Subió a la moto. “Estaremos allí”, dije “No pasará nada. Te espero. No me falles”, dijo. Lo vi alejarse. Era acuerpado, canoso, de baja estatura. La lluvia menuda bañaba el centro de la ciudad. El tránsito se congestionaba.

Me tercié el bolso de cuero lampiño y caminé por la diez con dirección al parque Bolívar. En la panadería Dulima, ubicada en un extremo del parque, me senté a organizar la conversación. La joven vendedora al verme entrar, esperó que me sentara, para preguntarme qué quería tomar o comer. Era delgada de tez morena y cabellera azabache. La miré afable, pidiéndole un tinto. “¿Algo más?”, me dijo. “Un pan campesino”, le contesté.

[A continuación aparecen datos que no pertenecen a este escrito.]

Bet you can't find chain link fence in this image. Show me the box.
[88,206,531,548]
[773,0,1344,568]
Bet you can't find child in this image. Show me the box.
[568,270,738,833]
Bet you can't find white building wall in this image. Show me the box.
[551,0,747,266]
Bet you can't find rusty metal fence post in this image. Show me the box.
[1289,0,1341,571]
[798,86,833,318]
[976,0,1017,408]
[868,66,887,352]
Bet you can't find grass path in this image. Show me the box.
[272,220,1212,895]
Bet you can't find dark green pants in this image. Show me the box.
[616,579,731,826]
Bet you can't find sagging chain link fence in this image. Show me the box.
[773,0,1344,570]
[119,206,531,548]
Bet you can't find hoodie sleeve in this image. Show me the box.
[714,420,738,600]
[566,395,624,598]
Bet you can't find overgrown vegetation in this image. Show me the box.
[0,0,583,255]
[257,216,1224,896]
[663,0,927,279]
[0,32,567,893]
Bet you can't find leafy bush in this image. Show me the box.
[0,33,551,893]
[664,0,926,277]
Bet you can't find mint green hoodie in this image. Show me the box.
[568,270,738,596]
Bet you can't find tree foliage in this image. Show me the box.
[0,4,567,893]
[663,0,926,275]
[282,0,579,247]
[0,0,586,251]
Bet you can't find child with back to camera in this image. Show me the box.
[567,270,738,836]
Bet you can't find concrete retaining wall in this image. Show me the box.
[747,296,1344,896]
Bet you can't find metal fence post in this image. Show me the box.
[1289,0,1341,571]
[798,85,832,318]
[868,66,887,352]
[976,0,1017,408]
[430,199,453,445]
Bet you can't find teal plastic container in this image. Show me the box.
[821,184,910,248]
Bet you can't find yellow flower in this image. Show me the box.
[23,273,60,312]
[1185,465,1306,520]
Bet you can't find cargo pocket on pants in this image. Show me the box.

Seguía lloviznando. Era una lluvia menuda y melancólica. Los transeúntes se arremolinaban en la panadería, más a protegerse del chaparrón que a comprar. Era un bullicio descomunal. Un par de hembritas saboreaban pintaditos en la mesa contigua, mientras conversaban animadamente sobre las trapisondas de los amoríos clandestinos.

Ordené la papelería en la pequeña mesa plástica y mientras saboreaba el tinto y el pan campesino, leía los originales con detenimiento. La pertinaz lluvia caía con monotonía. Un perrito mugriento y flaquito ensopado de lluvia entró buscando las migajas. Un viejo déspota lo espantó con escándalo golpeándolo con el pie. Lamentándose abandonó el local caminando por el andén con la cola entre las piernas. Fui cobarde. No dije nada. Miré al decrépito anciano con fastidio. Reuní el mamotreto y metiéndolo en el bolso salí para abordar el carruaje.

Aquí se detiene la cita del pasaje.